The Boys. I was thoroughly prepared to thoroughly dislike this, but I was pleasantly surprised. Yes, the gore is at times gratuitous, but we live in an excessive age, and the superhero as villain trope has rarely been explored so potently.

Midsommar. Endlessly inventive with its visuals, Midsommar depicts summer solstice as a horrorscape in the far north of Sweden. But it would not work nearly as well as it does if not for the powerful meditation it became on grief. How do we grieve? And what happens when catharsis becomes its own form of horror? Also I will be fascinated to watch the extended version and to sink into this world a little more.

Fleabag. Speaking of grief, while Midsommar plays as a tragedy, Fleabag is the other side of the coin with an at-times melancholic comedy. The titular Fleabag is constantly giving asides to the camera, which could be cloying if the writing and actors weren’t so brilliant, but when the penny drops as to why she is doing this, it colors all of the past action and shows the throughline (about her best friend) which had always been there.
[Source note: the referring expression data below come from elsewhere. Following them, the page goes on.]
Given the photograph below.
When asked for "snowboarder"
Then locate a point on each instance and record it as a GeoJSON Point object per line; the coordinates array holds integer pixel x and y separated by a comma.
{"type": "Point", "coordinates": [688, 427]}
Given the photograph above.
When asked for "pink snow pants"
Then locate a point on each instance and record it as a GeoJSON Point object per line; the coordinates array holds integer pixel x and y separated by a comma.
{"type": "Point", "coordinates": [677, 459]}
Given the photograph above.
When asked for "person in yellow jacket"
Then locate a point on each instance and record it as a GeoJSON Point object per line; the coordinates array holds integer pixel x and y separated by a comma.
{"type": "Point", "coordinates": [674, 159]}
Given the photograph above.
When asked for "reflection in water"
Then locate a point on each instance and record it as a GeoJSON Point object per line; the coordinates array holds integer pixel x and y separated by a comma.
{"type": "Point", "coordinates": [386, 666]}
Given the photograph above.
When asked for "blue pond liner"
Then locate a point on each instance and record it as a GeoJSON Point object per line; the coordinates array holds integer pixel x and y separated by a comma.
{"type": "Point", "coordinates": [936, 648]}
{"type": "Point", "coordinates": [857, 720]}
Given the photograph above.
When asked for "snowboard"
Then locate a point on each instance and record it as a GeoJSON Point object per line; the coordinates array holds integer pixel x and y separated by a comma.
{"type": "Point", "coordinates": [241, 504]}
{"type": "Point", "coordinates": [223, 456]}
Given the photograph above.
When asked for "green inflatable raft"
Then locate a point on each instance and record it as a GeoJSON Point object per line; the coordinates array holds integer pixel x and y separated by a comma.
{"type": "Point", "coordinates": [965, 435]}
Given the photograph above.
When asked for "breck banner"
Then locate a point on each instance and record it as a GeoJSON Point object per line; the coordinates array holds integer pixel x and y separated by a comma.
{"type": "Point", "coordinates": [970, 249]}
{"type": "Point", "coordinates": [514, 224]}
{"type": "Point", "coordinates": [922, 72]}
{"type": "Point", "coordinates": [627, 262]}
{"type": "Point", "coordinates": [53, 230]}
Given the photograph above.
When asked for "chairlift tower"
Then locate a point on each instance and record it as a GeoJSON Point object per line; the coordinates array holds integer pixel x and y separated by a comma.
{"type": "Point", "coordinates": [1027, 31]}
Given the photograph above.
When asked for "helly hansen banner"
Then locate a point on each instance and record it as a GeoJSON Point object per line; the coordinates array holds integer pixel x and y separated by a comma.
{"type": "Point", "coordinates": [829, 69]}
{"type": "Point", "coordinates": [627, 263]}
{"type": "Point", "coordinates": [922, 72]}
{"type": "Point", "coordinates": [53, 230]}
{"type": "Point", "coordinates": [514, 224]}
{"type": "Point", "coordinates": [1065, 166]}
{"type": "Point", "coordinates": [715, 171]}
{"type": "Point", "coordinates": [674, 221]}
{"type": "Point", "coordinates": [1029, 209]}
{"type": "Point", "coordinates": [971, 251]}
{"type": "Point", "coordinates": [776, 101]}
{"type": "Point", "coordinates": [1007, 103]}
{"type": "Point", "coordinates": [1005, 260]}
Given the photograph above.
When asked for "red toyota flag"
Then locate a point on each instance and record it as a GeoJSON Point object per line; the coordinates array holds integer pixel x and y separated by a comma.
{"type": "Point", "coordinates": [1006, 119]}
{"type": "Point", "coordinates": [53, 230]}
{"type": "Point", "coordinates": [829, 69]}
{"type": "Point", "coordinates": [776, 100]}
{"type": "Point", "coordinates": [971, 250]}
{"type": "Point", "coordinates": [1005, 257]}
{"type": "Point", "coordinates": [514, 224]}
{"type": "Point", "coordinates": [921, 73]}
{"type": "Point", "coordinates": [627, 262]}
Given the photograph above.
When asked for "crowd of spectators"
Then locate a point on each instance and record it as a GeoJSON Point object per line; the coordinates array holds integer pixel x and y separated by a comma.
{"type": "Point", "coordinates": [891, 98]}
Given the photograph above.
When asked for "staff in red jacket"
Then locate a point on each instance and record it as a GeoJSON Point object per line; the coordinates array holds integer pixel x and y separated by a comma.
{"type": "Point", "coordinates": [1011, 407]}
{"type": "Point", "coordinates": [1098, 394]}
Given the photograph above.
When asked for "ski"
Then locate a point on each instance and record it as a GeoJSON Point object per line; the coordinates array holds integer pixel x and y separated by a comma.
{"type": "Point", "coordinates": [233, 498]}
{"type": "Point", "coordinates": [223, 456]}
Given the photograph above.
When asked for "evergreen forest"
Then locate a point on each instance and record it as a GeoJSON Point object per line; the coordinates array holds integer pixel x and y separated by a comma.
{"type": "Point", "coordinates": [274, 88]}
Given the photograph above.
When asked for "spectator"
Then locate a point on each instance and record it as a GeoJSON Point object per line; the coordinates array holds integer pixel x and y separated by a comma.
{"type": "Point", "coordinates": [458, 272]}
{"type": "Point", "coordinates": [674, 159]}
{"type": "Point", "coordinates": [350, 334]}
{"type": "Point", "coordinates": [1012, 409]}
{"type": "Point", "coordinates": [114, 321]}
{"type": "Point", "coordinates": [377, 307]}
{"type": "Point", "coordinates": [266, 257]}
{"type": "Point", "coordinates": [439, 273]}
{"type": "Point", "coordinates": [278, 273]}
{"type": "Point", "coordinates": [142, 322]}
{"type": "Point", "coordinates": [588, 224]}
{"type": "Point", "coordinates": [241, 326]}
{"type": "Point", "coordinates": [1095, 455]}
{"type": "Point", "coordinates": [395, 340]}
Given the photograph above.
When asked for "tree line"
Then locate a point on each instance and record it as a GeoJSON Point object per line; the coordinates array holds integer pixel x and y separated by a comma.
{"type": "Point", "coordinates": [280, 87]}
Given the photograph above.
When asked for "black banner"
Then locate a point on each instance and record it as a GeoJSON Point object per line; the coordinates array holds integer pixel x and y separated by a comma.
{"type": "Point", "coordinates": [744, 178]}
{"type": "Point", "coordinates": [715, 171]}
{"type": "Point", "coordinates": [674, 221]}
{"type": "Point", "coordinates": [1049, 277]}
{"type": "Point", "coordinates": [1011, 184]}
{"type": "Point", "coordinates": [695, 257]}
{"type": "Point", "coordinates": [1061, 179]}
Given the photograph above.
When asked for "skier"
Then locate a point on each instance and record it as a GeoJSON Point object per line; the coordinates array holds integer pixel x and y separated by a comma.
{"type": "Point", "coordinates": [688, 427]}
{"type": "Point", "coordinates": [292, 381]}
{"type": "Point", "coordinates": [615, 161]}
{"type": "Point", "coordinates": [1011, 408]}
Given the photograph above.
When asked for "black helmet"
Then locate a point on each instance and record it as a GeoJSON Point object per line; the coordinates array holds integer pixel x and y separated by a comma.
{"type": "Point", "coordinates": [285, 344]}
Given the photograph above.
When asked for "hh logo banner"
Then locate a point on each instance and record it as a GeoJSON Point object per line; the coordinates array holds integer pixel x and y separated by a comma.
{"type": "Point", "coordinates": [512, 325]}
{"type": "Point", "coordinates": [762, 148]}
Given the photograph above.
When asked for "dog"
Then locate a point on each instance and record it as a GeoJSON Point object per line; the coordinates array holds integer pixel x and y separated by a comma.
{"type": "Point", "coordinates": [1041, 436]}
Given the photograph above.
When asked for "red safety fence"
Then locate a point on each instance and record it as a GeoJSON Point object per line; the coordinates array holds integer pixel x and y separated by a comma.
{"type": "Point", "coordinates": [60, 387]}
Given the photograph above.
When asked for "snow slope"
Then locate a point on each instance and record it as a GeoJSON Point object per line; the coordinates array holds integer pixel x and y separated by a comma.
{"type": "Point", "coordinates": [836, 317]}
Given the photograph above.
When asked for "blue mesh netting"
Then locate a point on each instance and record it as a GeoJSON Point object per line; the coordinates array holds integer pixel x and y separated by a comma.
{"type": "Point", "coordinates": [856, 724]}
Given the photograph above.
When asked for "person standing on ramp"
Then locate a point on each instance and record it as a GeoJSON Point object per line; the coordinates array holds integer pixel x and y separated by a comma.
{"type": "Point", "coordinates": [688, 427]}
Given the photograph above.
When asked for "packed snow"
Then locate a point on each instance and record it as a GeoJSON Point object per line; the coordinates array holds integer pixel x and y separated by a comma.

  Anya Johanna DeNiro was born in Erie, Pennsylvania. She received a BA in English from the College of Wooster and an MFA in Creative Writing from the University of Virginia. She's also a 1998 graduate of the Clarion Workshop. Her short fiction has appeared widely, in venues such as Asimov's, Strange Horizons, One Story, Interfictions,Catapult, and Shimmer. She's the author of two collection of short stories, both published by Small Beer Press, Skinny Dipping in the Lake of the Dead (2006) and Tyrannia (2013); and a novel, Total Oblivion, More or Less (2009) (as Alan DeNiro). She's also been shortlisted for the O.Henry Award, and a finalist for the Crawford Award and Theodore Sturgeon Award. Aqueduct Press will be releasing City of a Thousand Feelings in February.